– Смотри, Коул! – кричу я, указывая на тень деревьев в долине под нами.
Но Коул не отвечает. Оглянувшись, я вижу, как он, держась за голову, шатается и падает на траву.
– Что? Что такое? – Я опускаюсь рядом с ним на колени.
– Музыка… Как будто два напева пересекаются, – объясняет он, морщась. – Слышать это больно.
Снова поднимается ветер, а Коул, склонив голову, тяжело дышит. Я вижу, каких усилий ему стоит успокоиться, держать себя в руках. Ветер борется сам с собой, не дает ему дышать.
Тучи над нашими головами стягиваются к яркой луне, и я не знаю, что делать. Кидаюсь на помощь Коулу, но он мотает головой и медленно поднимается сам. Ветер яростно пытается сорвать с него плащ. Полы развеваются и хлопают у него за спиной. Коул Указывает на лес внизу.
– Это она! – кричит он, задыхаясь, перекрикивая ветер. – Она управляет… всем сразу… стягивает силы.
И тут свет исчезает, все погружается во мрак.

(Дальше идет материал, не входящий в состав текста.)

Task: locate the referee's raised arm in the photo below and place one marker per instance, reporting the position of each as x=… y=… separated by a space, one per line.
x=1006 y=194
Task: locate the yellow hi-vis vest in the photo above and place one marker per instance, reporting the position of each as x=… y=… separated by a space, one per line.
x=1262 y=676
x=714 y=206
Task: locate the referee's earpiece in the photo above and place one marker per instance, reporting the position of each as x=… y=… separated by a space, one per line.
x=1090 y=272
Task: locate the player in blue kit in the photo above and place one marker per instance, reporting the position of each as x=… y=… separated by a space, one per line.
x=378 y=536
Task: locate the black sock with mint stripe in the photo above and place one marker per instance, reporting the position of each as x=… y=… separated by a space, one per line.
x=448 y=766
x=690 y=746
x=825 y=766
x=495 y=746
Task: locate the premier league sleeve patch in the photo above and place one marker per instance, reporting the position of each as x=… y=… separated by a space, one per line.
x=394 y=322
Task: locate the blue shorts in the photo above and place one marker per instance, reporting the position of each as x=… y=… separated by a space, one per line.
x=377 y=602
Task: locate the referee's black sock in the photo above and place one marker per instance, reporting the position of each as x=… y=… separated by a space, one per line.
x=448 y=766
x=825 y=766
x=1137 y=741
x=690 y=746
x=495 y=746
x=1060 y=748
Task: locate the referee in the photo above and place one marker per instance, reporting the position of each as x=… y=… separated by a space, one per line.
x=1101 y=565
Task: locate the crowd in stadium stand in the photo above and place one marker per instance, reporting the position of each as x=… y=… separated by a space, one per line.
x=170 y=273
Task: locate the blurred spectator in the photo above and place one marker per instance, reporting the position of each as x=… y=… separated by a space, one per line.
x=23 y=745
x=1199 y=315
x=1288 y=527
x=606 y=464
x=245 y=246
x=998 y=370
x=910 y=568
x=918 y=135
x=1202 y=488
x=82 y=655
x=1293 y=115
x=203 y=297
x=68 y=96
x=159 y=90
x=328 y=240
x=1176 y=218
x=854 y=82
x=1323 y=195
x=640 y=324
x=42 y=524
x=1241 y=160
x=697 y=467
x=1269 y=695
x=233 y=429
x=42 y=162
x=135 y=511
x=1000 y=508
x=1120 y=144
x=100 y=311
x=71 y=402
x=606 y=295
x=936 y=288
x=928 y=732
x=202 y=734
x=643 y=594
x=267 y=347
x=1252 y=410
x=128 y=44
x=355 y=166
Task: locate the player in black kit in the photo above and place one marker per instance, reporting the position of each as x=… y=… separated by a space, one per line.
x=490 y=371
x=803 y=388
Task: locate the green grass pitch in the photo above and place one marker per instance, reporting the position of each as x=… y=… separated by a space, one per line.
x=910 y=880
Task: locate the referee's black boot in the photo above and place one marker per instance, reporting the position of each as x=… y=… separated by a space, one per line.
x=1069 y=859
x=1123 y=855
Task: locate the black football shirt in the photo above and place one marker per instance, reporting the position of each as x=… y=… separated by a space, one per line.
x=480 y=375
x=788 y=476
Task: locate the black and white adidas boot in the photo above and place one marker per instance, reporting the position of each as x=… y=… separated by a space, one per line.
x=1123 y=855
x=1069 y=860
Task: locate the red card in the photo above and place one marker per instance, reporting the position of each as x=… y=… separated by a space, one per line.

Нет больше ни сине-серого, ни иссиня-белого, ни сине-черного.
Сплошная чернота.
Изменился и ветер. Весь этот шум, вся мощь слились в один резкий напев.
Потом начинает меняться сама ночь.
Странное свечение, но не над головой, а внизу, в долине.
Лес.
Как будто луна и деревья поменялись местами. Небо, плотно затянутое тучами, погрузилось в тяжкую темноту, такая тьма каждую ночь надвигается на деревню, но внизу в долине деревья (или промежутки между деревьями) ярко освещены, они сияют. Освещенные янтарным и голубовато-белым светом, деревья уютно расположились между круглыми холмами. Это похоже на сигнальный огонь, похолодев, думаю я. Так вот что происходит, когда мир становится черным. Этот лес крадет свет с неба. Рядом со мной Коул, прерывисто дыша, выпрямляется в полный рост. Я не могу отвести глаз от светящихся деревьев. Это странно и волшебно. Даже красиво. Песня ветра становится просто песней, такой четкой и внятной, будто ее исполняют на музыкальном инструменте.
Музыка все играет, чище и яснее прежнего, и трудно удержаться, чтобы не бросить все и только слушать – ведь только сейчас я поняла, как она прекрасна. Мелодия по-прежнему доносится с ветром, она и создана самим ветром, но реет в воздухе, как родной запах маминого хлеба, и, как ни странно, дает ощущение сытости.
В эту благостную картину врывается другой порыв, очень сильный и внезапный, он рвет мелодию на части. Та же низкая, печальная нота, которую я слышала в первую ночь. Коул. Но мелодии удается сохраниться, она снова собирается, восстанавливается.